Onionskin   Watercolor/Gouache   20.5 x 13
I decided fairly early on in my art career that re-do's were a waste of time.  Sometimes we think that if we re-paint our subject, we will certainly do better.  Usually, for me, I find that some passages are improved and others, which were previously satisfactory, are left wanting on the second trip around.  Re-Do's also interfere with commitment.  Morayo is the younger sister of my son's friend Bandele.  She is a prickly girl.  She modeled many years ago during a hot summer for my colleagues Jack Liberman and Judy Carducci.....and me.....when we painted in an upstairs garret room of The Italian American Center in Akron. Her pose, with delicately placed fingertips and a flower, is at odds with her personality.  Her life had not been easy.  The first time I painted her, I was dissatisfied to the point of torture.  A second painting yielded approximately the same results.  Now, many years later, I look back on this work and realize that she is there.  I see both Morayo and her her brother.  I see who she is on the inside.

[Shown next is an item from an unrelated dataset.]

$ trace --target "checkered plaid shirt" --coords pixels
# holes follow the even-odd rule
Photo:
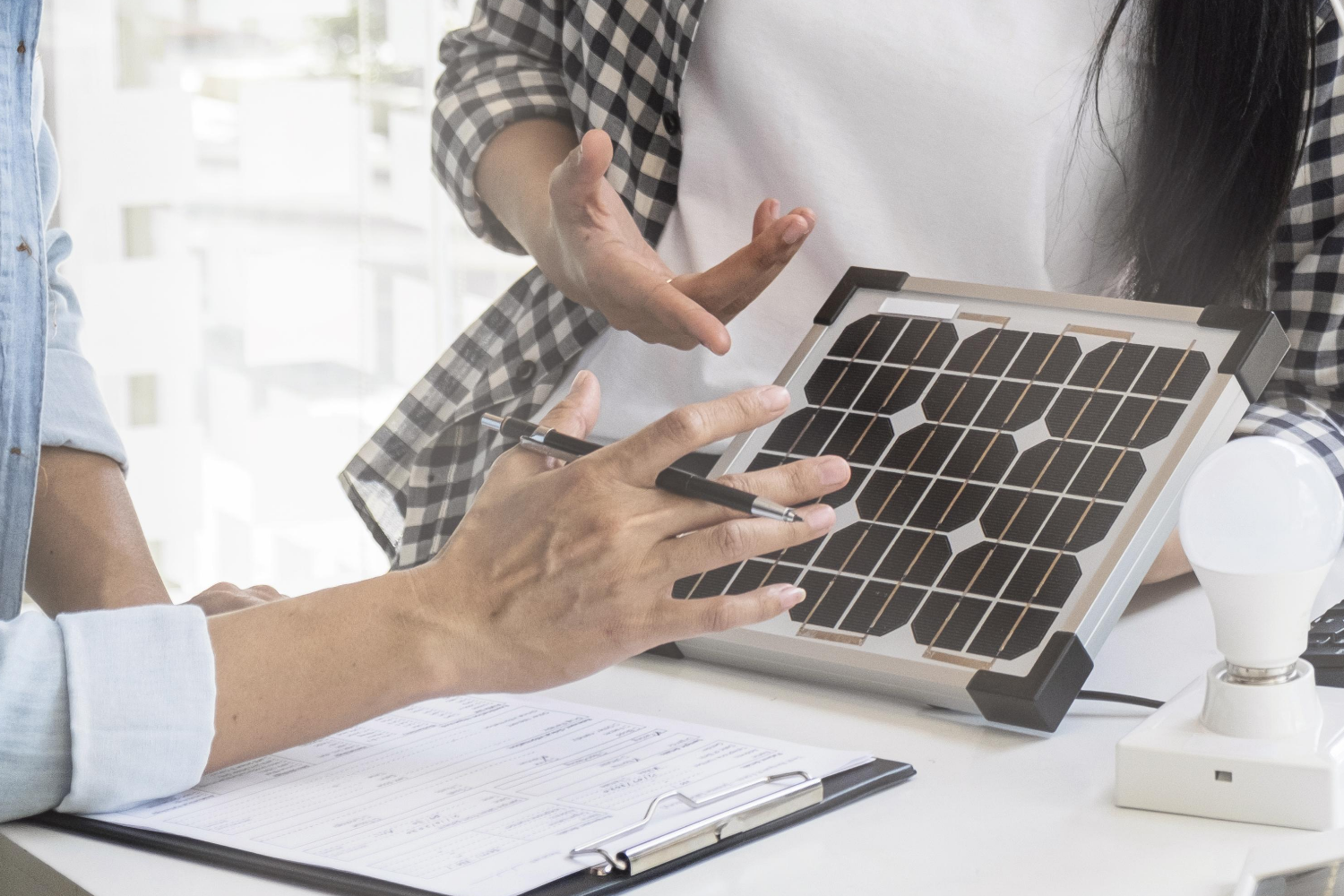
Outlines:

Onionskins......layer upon layer.  Sometimes it takes a while to get to the inside.

Monday, August 29, 2011

A painting is never finished....

Girls Named Susan   oil/canvas   8 x 8
  It simply stops in interesting places.
                                                         Phil Gardner

I know artists on both ends of this spectrum....those whose goal is a signature and a frame, being more stimulated by the product than the process ; as well as those who add a brush stroke now and again for decades.....really.  I guess I am somewhere in the middle.  I really like to keep a painting leaning against my studio wall for a while, usually upside-down, being somewhat certain that I have resolved most major issues.  The release of the work just happens....either sooner or later.  That doesn't seem to matter.  It is deeply disconcerting to find awkward passages in those works that have "passed over".  Usually, for me, it happens more often in small works, those little paintings that I would like to think are so casual that they fill in the gaps; those little paintings that are taken a bit less seriously; those that I haven't pondered about in excess.  And yet, "Girls Named Susan" hung on my studio wall for less than a week when I realized that it could me made stronger and more exciting by adding some violet passages.  I succumbed.  Removed from the frame, it was.  Back on the easel.  I am happier.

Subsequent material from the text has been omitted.